Yesterday’s EUR/USD rally has been solely due to the aggressive USD sell-off as the US retail sales missed the market estimates in March. The positive news from JPMorgan (NYSE:JPM) and Johnson & Johnson (NYSE:JNJ) remained under the shadow of soft retail sales, therefore giving little conviction to the market to stay on the buy side in USD. Investors are now concerned that the strong USD may hit corporate revenues moving forward, which in our view should only remain an ephemeral feeling. We see broad correction in USD verse the G10 currencies since early trading today. On the equity side, US Bancorp (NYSE:USB), Charles Schwab (NYSE:SCHW), Kinder Morgan and PNC Financial Services Group (NYSE:PNC) will release results. Even in case of weak earnings, we see little chance for the Fed stepping back from its plans to start normalizing sometime in the second half of the year; the high probability scenarios are still June or September start. Therefore, the potentially weak earnings announcements might revive short-run hope for a later Fed rate hike; however the conviction should stay firmly limited on a further dovish shift in Fed scenarios.
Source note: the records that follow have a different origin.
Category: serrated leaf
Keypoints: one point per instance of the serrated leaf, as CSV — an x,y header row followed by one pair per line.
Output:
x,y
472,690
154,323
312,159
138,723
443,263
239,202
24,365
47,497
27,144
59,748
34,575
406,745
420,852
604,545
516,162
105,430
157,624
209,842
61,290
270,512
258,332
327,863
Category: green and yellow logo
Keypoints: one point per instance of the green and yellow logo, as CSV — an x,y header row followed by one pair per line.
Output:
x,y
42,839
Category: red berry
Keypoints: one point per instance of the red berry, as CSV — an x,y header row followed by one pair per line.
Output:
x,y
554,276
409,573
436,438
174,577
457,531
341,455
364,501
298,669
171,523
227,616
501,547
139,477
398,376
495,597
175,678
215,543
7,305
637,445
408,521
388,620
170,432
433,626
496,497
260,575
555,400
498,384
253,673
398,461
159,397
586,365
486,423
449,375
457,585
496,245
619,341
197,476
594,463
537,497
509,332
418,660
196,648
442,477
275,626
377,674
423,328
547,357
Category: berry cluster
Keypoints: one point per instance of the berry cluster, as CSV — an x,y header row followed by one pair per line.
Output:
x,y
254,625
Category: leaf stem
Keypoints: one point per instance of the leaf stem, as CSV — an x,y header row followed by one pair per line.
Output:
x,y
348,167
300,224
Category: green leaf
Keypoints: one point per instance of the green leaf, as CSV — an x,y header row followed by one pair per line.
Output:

In the short-run, Draghi’s speech should define the short-term direction given the confusion in technical levels following yesterday’s spin. Technically speaking, any hawkishness could push EUR/USD higher. The upside should remain limited however as the opportunities to sell euros at good prices will certainly not last long given the solid divergence between the ECB and the Fed policies.
Loonie’s relief will certainly not last long
We expect the Bank of Canada to maintain the status quo at today’s meeting. We remain cautious on the recent recovery in Loonie, mostly seen as a short-term breather given the oil recovery. For the real damages on the Canadian economy to be restored however, the oil prices should climb back to $70/80 levels minimum. Therefore, we keep our bearish bias on CAD and do not rule out an additional rate cut over the coming months, especially if the Fed tightening gets delayed. The market is pricing over 50% chance for a September BoC easing according to implied probabilities extracted from the bond markets. We have good conviction that the USD/CAD should pause before a renewed boost toward fresh 6-year highs (above 1.2830), then 1.2920/1.3000. The key support is seen at 1.2350/90 (3-month support area).
Some colour out of Asia
The Chinese GDP growth slowed from 7.3% to 7%y/y in Q1 in line with expectations. The reluctance to invest continues despite lower PBoC rates as final demand has hard time picking up. Despite all efforts, China might fail to secure 7% growth target in 2015. This indicates that there is a scope for further PBoC action on rates and the reserve requirement rations in weeks ahead.
Concerns on China weigh on the Aussie. The AUD/USD consolidates weakness below the conversion line (0.7646) despite yesterday’s heavy USD unwinds. The market shifts to the sell side with decent vanilla puts placed between 0.75/0.76 for today’s expiry.